Putting your property in trust involves a transfer of ownership to the trust itself – as an entirely separate and distinct identity. So, why might you choose to hand over ownership of the home in which you live to a third party.
One of the most common reasons for putting your property in trust is in order to reduce your liability for Inheritance Tax. When you die, the tax is based on the value of the estate you leave to pass on to your successors. A property in trust is generally not considered to be part of your estate and, so, exempt from Inheritance Tax.
This offers a potentially valuable way of avoiding a hefty tax bill, since the current rate of Inheritance Tax is 40% on any amount above the basic allowance of £325,000, plus an additional Transferable Main Residence Allowance (TMRA) of £100,000.
Like many other forms of taxation, however, it is a complicated subject and rates and allowances change quite frequently – making the BBC’s brief table of current charges a helpful overview of your likely liability.
But a guide to the use of a trust to help you cut Inheritance Tax remains a sufficiently complex subject for you to consult an independent financial adviser before proceeding with any such transfer, warns the Money Advice Service.
Property in trust insurance
Whatever changes are made to the legal ownership of a property, it still remains vulnerable to a wide range of risks and perils potentially resulting in its loss or damage.
When it is put in trust, therefore, specialist property in trust insurance becomes necessary.
This recognises the fact that ownership has changed. As settlor of the trust, you had probably arranged standard home insurance before the transfer and are likely still to be living in the home (usually under an arrangement by which you pay the trustees some amount in rent).
Although you were once the legal owner of the property and although you probably still live at its address, however, it is the trust which becomes responsible for the insurance to safeguard it. Property in trust insurance needs to be written in the name of the trust, which assumes the insurable interest in the home.

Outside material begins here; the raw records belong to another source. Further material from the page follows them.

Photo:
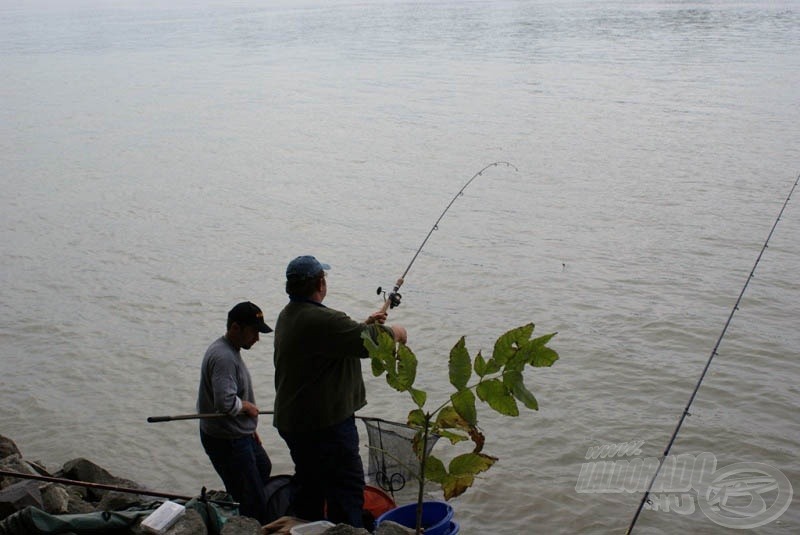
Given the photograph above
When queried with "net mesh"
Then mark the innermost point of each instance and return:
(392, 461)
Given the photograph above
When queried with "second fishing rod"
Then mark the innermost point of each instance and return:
(393, 298)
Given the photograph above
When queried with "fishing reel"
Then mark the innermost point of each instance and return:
(393, 297)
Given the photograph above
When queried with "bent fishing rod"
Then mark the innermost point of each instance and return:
(646, 497)
(201, 416)
(393, 299)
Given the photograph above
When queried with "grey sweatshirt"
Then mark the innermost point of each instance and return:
(224, 383)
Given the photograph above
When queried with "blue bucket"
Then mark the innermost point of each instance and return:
(436, 517)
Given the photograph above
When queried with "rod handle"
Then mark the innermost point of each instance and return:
(154, 419)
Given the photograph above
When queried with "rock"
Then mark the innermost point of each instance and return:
(84, 470)
(7, 447)
(344, 529)
(388, 527)
(191, 523)
(241, 525)
(19, 496)
(77, 504)
(118, 501)
(13, 463)
(55, 499)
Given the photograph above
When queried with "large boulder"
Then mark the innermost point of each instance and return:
(81, 469)
(55, 499)
(190, 523)
(14, 463)
(241, 525)
(18, 496)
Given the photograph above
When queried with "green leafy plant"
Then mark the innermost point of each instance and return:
(499, 384)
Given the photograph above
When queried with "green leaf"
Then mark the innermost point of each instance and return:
(448, 418)
(491, 366)
(434, 469)
(460, 366)
(471, 463)
(419, 396)
(416, 418)
(515, 383)
(509, 343)
(498, 397)
(453, 486)
(454, 438)
(480, 365)
(464, 404)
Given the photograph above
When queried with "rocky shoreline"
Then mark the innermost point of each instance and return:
(49, 496)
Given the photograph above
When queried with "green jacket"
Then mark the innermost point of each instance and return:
(318, 354)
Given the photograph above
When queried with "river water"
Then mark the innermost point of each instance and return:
(160, 162)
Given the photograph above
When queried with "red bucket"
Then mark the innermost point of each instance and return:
(376, 501)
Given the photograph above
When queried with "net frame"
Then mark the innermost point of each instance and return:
(392, 461)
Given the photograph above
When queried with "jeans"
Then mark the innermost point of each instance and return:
(328, 472)
(244, 467)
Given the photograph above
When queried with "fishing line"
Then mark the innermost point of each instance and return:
(646, 497)
(393, 299)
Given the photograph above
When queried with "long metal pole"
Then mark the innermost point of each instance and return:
(102, 486)
(394, 299)
(708, 362)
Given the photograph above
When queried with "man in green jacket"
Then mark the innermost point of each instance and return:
(319, 387)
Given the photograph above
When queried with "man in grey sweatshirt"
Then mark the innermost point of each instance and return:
(230, 440)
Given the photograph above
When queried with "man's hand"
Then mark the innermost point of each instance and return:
(377, 317)
(249, 409)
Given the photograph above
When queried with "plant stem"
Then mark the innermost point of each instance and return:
(422, 460)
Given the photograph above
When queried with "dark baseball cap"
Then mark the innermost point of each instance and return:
(305, 267)
(247, 313)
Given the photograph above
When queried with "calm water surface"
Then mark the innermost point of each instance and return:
(159, 164)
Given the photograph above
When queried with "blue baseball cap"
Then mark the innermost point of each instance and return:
(305, 267)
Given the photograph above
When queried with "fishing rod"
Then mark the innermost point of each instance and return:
(102, 486)
(394, 297)
(646, 497)
(200, 416)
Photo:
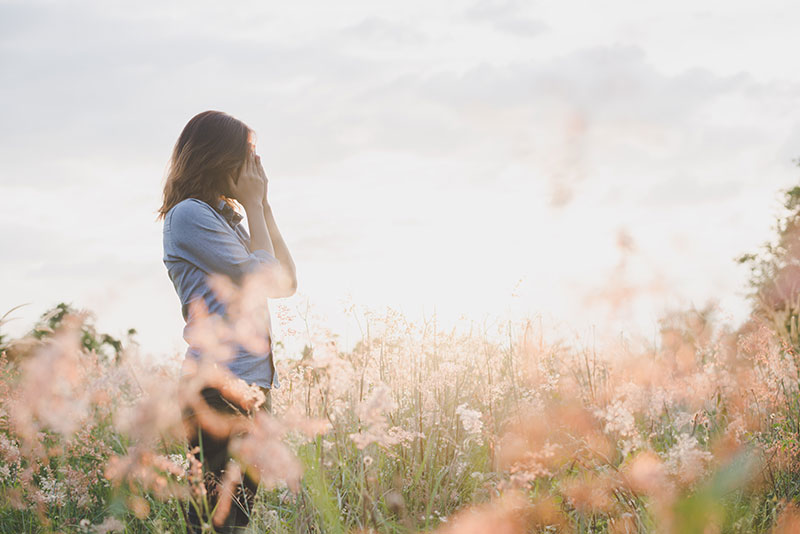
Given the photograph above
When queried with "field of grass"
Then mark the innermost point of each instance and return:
(417, 430)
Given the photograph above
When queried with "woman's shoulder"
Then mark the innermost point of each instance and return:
(189, 213)
(190, 206)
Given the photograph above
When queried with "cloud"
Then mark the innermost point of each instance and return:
(506, 16)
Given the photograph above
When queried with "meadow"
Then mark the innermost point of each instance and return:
(418, 429)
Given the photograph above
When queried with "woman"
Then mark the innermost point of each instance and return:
(213, 163)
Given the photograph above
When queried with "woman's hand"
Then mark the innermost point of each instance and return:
(250, 188)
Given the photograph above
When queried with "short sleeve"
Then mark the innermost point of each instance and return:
(200, 236)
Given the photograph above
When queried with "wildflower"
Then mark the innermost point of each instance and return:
(470, 419)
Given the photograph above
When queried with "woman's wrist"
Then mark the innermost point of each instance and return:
(253, 205)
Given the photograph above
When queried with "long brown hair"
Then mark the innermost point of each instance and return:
(212, 146)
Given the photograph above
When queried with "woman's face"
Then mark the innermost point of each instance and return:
(252, 141)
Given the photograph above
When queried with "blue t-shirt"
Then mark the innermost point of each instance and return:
(200, 240)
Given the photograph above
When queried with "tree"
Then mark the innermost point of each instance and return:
(775, 273)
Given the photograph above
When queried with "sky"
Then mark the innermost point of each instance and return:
(590, 167)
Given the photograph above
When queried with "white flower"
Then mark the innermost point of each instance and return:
(470, 419)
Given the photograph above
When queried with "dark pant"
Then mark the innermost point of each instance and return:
(214, 452)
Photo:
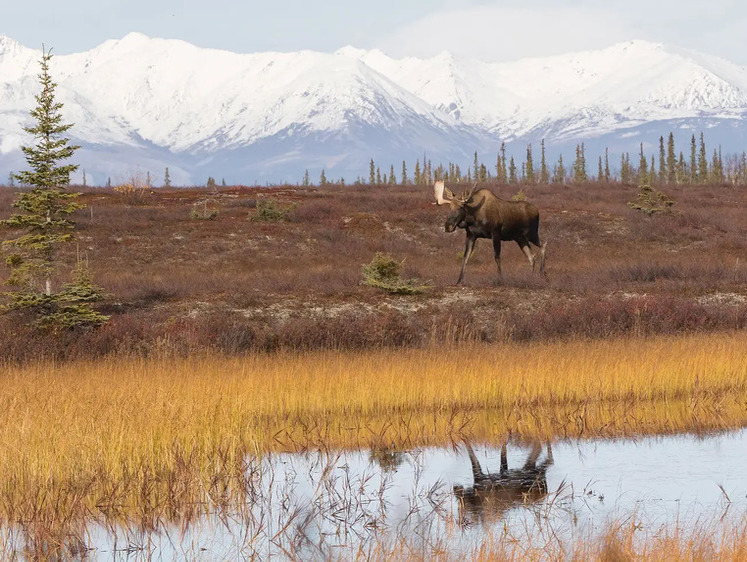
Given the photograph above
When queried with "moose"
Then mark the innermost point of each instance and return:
(491, 494)
(483, 215)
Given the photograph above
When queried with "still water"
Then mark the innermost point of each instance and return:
(324, 505)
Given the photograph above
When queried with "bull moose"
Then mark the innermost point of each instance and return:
(483, 215)
(492, 494)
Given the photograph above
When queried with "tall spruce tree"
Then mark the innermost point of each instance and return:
(45, 224)
(544, 173)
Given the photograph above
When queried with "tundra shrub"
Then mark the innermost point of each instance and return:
(651, 201)
(384, 271)
(269, 210)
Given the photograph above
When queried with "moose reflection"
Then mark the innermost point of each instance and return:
(491, 494)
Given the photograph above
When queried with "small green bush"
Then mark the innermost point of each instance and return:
(651, 201)
(269, 210)
(383, 272)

For that same reason, important correspondence, including notifications of annual renewals, need to be addressed to the trustees – at the offices of the trust or its legal representatives. If this correspondence continues to be addressed to you, at the home, there is a risk that, if it goes unanswered, the insurance becomes invalid and vital protection for the property is lost – the trust then has to bear any losses from its own funds.

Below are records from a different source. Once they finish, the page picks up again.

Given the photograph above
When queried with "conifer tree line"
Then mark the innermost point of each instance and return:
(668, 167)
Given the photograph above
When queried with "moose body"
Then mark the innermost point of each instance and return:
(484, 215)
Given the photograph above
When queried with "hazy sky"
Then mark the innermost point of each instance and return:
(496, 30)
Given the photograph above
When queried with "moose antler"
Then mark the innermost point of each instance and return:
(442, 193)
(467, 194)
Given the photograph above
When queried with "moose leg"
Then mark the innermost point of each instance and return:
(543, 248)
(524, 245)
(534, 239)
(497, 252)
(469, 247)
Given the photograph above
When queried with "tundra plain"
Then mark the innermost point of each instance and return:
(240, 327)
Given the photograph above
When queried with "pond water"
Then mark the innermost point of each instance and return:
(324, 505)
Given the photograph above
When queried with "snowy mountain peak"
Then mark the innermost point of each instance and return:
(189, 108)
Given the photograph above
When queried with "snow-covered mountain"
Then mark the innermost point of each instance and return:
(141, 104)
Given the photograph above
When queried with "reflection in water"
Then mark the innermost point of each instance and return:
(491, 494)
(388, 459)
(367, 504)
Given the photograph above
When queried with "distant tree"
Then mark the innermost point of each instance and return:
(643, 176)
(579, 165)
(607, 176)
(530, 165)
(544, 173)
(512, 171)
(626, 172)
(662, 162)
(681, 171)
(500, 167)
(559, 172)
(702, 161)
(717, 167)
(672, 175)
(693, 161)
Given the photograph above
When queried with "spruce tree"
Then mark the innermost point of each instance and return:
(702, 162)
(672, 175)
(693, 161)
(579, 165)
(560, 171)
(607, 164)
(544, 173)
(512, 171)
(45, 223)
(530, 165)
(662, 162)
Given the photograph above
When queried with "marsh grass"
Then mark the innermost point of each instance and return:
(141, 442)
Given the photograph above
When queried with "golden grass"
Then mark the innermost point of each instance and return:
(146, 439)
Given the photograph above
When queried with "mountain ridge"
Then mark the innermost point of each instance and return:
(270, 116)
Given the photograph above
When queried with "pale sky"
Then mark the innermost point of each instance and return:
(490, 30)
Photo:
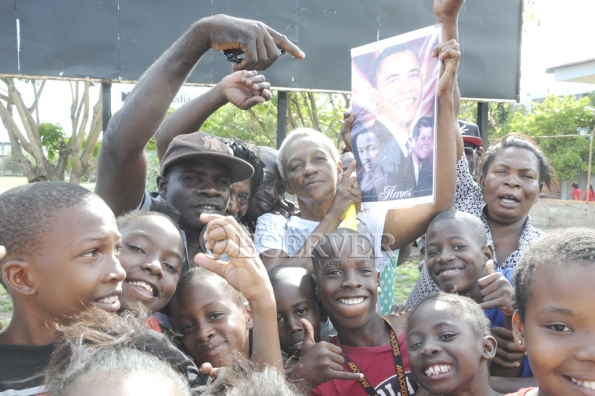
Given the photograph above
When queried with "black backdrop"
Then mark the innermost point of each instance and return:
(118, 39)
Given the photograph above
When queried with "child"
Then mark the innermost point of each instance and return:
(62, 246)
(152, 256)
(554, 317)
(459, 261)
(450, 345)
(214, 310)
(457, 254)
(347, 285)
(212, 317)
(294, 294)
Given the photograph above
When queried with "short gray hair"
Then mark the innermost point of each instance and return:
(313, 134)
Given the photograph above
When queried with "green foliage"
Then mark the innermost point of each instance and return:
(559, 116)
(323, 112)
(52, 138)
(405, 279)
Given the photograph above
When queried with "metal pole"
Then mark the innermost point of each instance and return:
(281, 117)
(106, 104)
(588, 192)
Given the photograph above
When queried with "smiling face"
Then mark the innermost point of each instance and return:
(424, 143)
(559, 329)
(369, 148)
(399, 85)
(455, 257)
(295, 300)
(311, 171)
(211, 323)
(446, 355)
(77, 266)
(347, 282)
(238, 201)
(152, 258)
(511, 185)
(194, 187)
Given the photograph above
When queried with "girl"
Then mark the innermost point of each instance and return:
(555, 320)
(152, 255)
(450, 346)
(214, 309)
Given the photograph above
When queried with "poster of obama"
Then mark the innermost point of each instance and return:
(394, 85)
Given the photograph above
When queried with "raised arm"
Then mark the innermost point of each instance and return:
(407, 224)
(122, 166)
(244, 89)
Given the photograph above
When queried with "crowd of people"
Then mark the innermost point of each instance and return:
(215, 284)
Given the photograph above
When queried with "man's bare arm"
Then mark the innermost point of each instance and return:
(122, 164)
(243, 89)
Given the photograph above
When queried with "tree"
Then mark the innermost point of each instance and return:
(321, 111)
(28, 144)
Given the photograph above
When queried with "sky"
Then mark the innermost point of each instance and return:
(560, 32)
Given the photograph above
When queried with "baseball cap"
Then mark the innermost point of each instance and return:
(470, 132)
(201, 145)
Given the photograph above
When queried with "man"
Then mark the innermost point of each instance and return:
(397, 89)
(472, 141)
(423, 156)
(197, 169)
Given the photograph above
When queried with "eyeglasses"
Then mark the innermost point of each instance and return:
(470, 151)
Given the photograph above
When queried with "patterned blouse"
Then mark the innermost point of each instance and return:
(469, 199)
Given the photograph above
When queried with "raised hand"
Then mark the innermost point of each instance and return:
(348, 192)
(449, 53)
(508, 354)
(348, 118)
(260, 43)
(496, 291)
(244, 271)
(245, 89)
(319, 362)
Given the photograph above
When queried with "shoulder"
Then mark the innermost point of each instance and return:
(269, 218)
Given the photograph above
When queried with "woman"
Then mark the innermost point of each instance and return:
(512, 173)
(309, 164)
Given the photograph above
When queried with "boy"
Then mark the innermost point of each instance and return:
(347, 286)
(62, 246)
(459, 260)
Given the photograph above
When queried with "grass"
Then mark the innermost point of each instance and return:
(8, 182)
(407, 275)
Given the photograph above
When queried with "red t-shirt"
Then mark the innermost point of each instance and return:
(378, 366)
(522, 392)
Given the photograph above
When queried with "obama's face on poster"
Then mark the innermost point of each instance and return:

With the help of a specialist provider of property in trust insurance, comprehensive cover for the home may be retained. This typically includes the familiar cover for the building and its contents against such major risks as storm damage, subsidence, fire, flooding, impacts (from vehicles or falling objects), thefts and vandalism
A further important element of cover is the public liability insurance with indemnifies the trust and its trustees against claims of negligence from any visitor to the property, neighbour or member of the public who suffers an injury or has their own property damaged through some contact with the property.